Sono molto felice, è un bel momento per me. Il Festival di Sanremo è un universo parallelo, dove vivi questa settimana assurda perchè è come essere al parco giochi, una settimana a Gardaland. In musica. E’ come se ci fossero ancora artisti come Tenco o Domenico Modugno che ti passeggiano affianco. Qui non c’è tempo, è incredibile. Non si possono fare paragoni, è una cosa folle. L’ho sempre vissuta così, anche nelle altre mie due partecipazioni e cerco di caricarmi e prendere tutto quello che c’è qui.

Il titolo della tua canzone incuriosisce molto, perché “Custodire” è un termine importante. La domanda che sento di farti è “tu, nella tua vita, cosa vorresti custodire?”

Custodire potrebbe essere sinonimo di tanti termini. Ci sono dei ricordi che vogliamo custodire, portare avanti, ma io sono uno che dimentica in fretta tante cose. In questa fase la cosa che voglio tenere stretta a me sono gli affetti, perché sono le cose più vere. Sono uno che compra un telefono e il giorno dopo l’ha perso. Gli occhiali idem, sono un disastro! Non ho un amore verso gli oggetti, ma verso le persone. Mi piace l’idea di proteggere gli affetti, gli amici. Dietro a un Festival di Sanremo c’è una squadra di persone con cui lavoro, che conoscono tutto quello che c’è stato prima e con cui ho vissuto i momento più “bassi” e quindi custodisco quelle persone affinché poi i momenti belli possano essere quelli che mi danno la linfa per andare avanti. Questo è un bel momento. Ti direi quindi le persone, in assoluto.

Nella serata dei duetti hai scelto di duettare con l’attrice Serena Rossi, in una performance veramente bellissima. Come è nata la vostra collaborazione?

Proprio perché il mio team è un team di matti e la politica è entusiamo, felicità. Io sono agli inizi della mia carriera, mi sento un emergente da sempre, ma mi piace molto esserlo fra i big. Serena Rossi guardandola mi dà proprio quelle sensazioni lì, felicità ed entusiasmo. ‘Na matta! L’avevo vista in “Amore e malavita”, “Celebration” e mi sono detto: “vediamo se è veramente così!”. Ed in effetti è veramente così! E’ una piena di vita, rappresenta l’italianità, è affettuosa, è bella, è solare ed è molto umile, oltre ad essere una cantante bravissima. Ho voluto puntare su qualcuno che andasse oltre la musica e potesse interpretare il pezzo.

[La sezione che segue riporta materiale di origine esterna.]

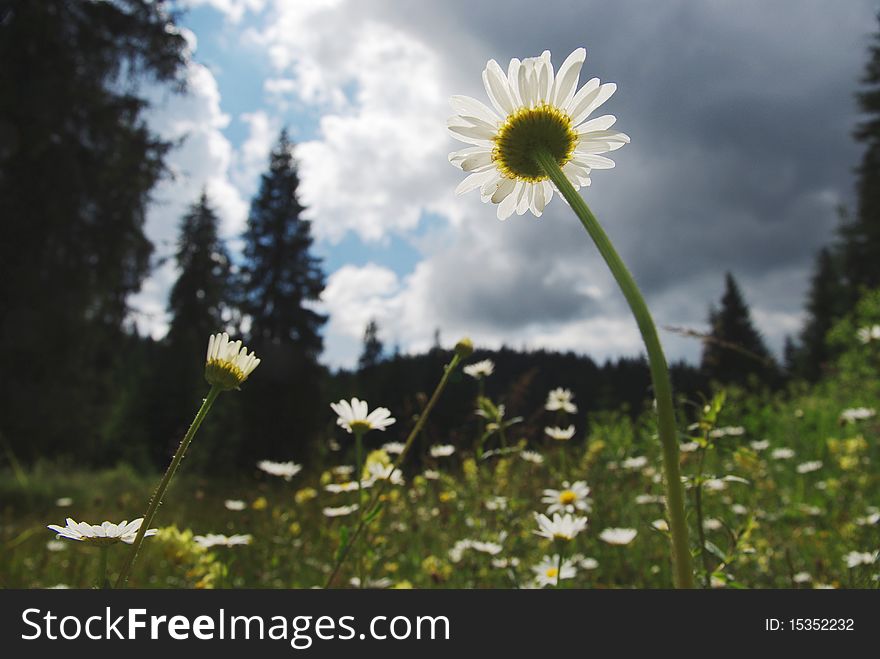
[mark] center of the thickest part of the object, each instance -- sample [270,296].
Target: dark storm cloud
[741,116]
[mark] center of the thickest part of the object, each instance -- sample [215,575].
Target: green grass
[779,524]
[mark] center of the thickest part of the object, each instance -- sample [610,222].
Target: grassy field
[786,491]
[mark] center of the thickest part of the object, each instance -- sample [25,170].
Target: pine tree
[826,303]
[280,281]
[373,348]
[77,163]
[734,351]
[862,235]
[203,293]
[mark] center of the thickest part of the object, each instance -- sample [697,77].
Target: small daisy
[808,467]
[560,399]
[532,456]
[559,434]
[782,454]
[616,536]
[340,511]
[353,416]
[532,108]
[285,470]
[479,370]
[442,450]
[220,540]
[228,364]
[105,533]
[547,572]
[561,527]
[857,414]
[635,463]
[571,498]
[393,448]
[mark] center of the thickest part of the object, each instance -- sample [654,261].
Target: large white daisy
[533,108]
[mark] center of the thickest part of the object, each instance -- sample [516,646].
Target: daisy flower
[616,536]
[220,540]
[228,364]
[570,498]
[285,470]
[340,511]
[560,399]
[533,108]
[547,572]
[479,370]
[442,450]
[559,434]
[105,533]
[353,416]
[560,527]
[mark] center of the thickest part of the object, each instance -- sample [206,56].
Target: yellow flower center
[527,131]
[567,497]
[224,374]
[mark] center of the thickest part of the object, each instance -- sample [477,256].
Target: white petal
[471,107]
[474,181]
[591,102]
[567,78]
[497,88]
[599,123]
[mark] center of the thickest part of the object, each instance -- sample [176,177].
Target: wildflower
[807,467]
[532,456]
[532,108]
[868,334]
[560,527]
[727,431]
[481,369]
[570,498]
[220,540]
[548,572]
[560,399]
[340,511]
[285,470]
[393,448]
[228,364]
[105,533]
[559,434]
[635,463]
[856,558]
[857,414]
[618,536]
[354,418]
[442,450]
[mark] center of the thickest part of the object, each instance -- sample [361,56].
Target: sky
[740,115]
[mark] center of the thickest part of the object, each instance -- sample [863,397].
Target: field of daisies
[780,492]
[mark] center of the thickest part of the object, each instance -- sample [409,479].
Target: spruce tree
[862,235]
[734,351]
[77,163]
[373,348]
[281,280]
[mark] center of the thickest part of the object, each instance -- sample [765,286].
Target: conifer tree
[735,351]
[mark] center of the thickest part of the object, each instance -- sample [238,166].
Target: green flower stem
[681,556]
[382,484]
[163,484]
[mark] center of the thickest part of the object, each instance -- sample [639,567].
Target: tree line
[78,163]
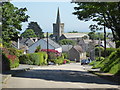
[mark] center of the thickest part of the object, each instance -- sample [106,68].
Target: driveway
[63,76]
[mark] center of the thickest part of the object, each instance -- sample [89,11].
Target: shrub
[24,59]
[113,62]
[11,54]
[109,51]
[38,49]
[5,63]
[59,61]
[39,58]
[97,49]
[65,55]
[99,58]
[67,61]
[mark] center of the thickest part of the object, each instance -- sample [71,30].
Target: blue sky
[45,13]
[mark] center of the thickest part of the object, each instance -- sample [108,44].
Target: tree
[104,13]
[12,17]
[29,33]
[36,28]
[66,42]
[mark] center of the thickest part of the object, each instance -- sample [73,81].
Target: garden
[11,57]
[110,64]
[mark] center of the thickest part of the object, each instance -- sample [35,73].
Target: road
[63,76]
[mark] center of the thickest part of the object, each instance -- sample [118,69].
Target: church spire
[58,16]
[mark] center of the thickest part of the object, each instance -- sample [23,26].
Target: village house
[76,53]
[43,44]
[66,48]
[73,36]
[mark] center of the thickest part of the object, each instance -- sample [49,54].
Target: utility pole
[47,43]
[99,46]
[104,40]
[47,46]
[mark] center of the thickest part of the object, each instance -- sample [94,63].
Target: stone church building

Se dovessi scegliere una canzone sanremese delle edizioni precedenti, quale ti senti più vicina?

Ce ne sono diverse, una molto bella che ti direi è “Replay” di Samuele Bersani. Se poi andiamo indietro nel tempo potrei citarne altre. A volte mi rivedo i video di Lucio Dalla, che portò “4 marzo”. Insomma, è difficile andare a recuperare tutte le esibizioni e le canzoni che mi hanno colpito. Vasco, incredibile, ma anche tra i giovani ce ne sono stati molti: l’esibizione dei Negramaro fu una roba forte. Sanremo è molto strano, è cambiato e sta cambiando negli anni. Tra tanti progetti che vengono presentati ogni anno sul palco dell’Ariston, tu devi lasciare una cosina. Questo è stato senza dubbio l’obiettivo di tutti e 20 anche in questa edizione.

Qual è il tuo messaggio?

“Custodire” è quello che vorrei si dicessero i miei genitori, che non si parlano più. La canzone infatti parla proprio di questo, è una cosa personale, però nasce proprio dal desiderio di voler raccontare da dove arrivano certe insicurezze. Nel mio caso dall’instabilità della mia famiglia. E’ un argomento purtroppo all’ordine del giorno, ma è una cosa che lascia della malinconia e nel mio caso ha portato anche la musica per fortuna. E’ una canzone che ha un tema, ma non è cantata con il dispiacere, perché io ormai sono felice, ho trovato la mia strada. E’ piuttosto un messaggio che rivolgo a loro, un invito a far sì che si dicano delle cose e magari anche un “ti voglio bene”.